Setting aside money to address the threat of wildfires is a tall order for stakeholders trying to keep budgets balanced. But some policymakers, like State Senator Bob Wieckowski, who represents parts of the East Bay and South Bay, believe there is no choice, given there are 11 million Californians living in areas considered to be at very high risk for wildfires.
Wieckowski, chairman of the Senate Budget and Fiscal Review Subcommittee 2 on Resources, Environmental Protection, Energy and Transportation, allocated $1 billion in the 2019-2020 budget to enhance the state’s capacity to respond to such emergencies.
The money is allowing the California Department of Forestry and Fire Protection (CALFIRE) to hire 228 more firefighters and emergency responders, as well as purchase more fire engines and air tankers and add more fire detection cameras.
Wieckowski said, in a January statement: “The state has ramped up resources and funding because as our climate is changing, our policies must change too. Although California has more than 30 million acres of forests, and the state only owns three percent of those, we have no choice but to responsibly combat these wildfire emergencies.”
Tough lessons
PG&E says it learned a lot from the Camp Fire, and has stepped up efforts to reduce wildfire risk. For example, the utility has expanded its vegetation management program and is clearing overhanging limbs and branches and hazardous vegetation such as dead or dying trees from around power infrastructure. It’s also meeting state standards for minimum clearances around power lines. PG&E is focusing on high-risk areas right now and hopes to complete the work over the next few years.
PG&E has also accelerated safety inspections in high-risk areas. As of July 21, 99.99 percent of the nearly 700,000 distribution poles in or adjacent to high-risk areas had been inspected, as had 98.75 percent of the nearly 50,000 transmission structures and 100 percent of the 222 substations.
Whatever balance of prevention and suppression efforts Bay Area stakeholders end up agreeing is the best path forward, time is of the essence, said Michael McMahon, senior hydrometeorologist at HDR, a Los Angeles-based team of scientists and builders that consults with city agencies and developers on building smart infrastructure.
“Climate change and climate variability are only beginning to impact the Bay Area and surrounding regions,” he said. “The increasing threat of wildfires is a situation that is going to require proactive response through both mitigation and adaptation. The benefit-to-cost of proactive response has shown itself time and again to be a far more robust option that reliance on reactive methodologies.”
McMahon applauded BAPC for bringing so many of those stakeholders to the table last month.
“It’s the breeding ground for collaboration and policy development that will make a difference over time.”

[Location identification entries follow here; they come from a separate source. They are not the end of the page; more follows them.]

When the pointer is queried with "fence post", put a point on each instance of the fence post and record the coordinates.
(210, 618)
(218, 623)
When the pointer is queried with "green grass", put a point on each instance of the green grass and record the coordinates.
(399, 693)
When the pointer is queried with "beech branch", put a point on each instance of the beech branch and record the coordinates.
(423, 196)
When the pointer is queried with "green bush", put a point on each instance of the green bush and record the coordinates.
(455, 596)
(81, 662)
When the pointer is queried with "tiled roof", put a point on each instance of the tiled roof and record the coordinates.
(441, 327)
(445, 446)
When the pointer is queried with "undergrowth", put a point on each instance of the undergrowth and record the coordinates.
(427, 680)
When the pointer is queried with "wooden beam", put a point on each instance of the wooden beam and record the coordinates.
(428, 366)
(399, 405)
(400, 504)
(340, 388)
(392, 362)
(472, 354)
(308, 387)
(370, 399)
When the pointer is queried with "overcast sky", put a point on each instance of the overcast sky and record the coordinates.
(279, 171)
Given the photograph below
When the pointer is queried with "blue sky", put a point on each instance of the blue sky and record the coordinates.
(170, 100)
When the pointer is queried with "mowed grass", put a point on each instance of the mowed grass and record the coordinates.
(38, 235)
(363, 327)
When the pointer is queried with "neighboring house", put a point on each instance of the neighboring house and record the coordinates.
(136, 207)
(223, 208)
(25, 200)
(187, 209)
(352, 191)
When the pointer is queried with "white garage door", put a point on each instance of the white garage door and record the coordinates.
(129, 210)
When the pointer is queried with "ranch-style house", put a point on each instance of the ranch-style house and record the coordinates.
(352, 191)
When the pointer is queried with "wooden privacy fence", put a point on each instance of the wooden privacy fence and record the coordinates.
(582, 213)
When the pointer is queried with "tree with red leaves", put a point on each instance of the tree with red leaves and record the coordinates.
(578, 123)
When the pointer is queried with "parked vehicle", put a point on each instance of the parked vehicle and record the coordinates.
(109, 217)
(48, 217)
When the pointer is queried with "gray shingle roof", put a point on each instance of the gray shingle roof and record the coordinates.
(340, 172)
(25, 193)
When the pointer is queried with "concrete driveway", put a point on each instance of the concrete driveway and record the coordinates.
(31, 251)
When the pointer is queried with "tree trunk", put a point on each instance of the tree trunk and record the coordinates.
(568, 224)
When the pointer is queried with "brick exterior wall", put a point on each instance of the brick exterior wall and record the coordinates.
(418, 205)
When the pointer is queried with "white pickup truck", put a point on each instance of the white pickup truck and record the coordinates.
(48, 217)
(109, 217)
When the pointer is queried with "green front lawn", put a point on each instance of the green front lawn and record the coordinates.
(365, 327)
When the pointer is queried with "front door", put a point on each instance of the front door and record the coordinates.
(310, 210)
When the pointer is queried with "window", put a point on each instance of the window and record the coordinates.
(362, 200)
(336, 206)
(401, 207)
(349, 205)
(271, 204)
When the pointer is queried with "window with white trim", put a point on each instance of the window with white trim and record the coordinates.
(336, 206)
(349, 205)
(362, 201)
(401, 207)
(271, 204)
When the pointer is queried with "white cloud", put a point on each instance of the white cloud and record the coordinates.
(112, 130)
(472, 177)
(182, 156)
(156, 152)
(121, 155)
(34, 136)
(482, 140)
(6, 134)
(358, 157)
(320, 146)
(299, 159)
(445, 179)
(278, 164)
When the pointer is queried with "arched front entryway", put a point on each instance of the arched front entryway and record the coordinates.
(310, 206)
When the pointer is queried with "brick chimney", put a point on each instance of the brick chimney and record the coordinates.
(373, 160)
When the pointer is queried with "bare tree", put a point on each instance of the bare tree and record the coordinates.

“The next step for BAPC is to continue to work with policymakers to advocate for better solutions to address wildfires and other climate-related risks,” said Berenshteyn. “The state released its fourth climate assessment last fall, and the scientific data points to this problem only getting worse. So as much as the briefing is intended to promote a dialogue about these issues and be informative, I hope it’s also a call to action.”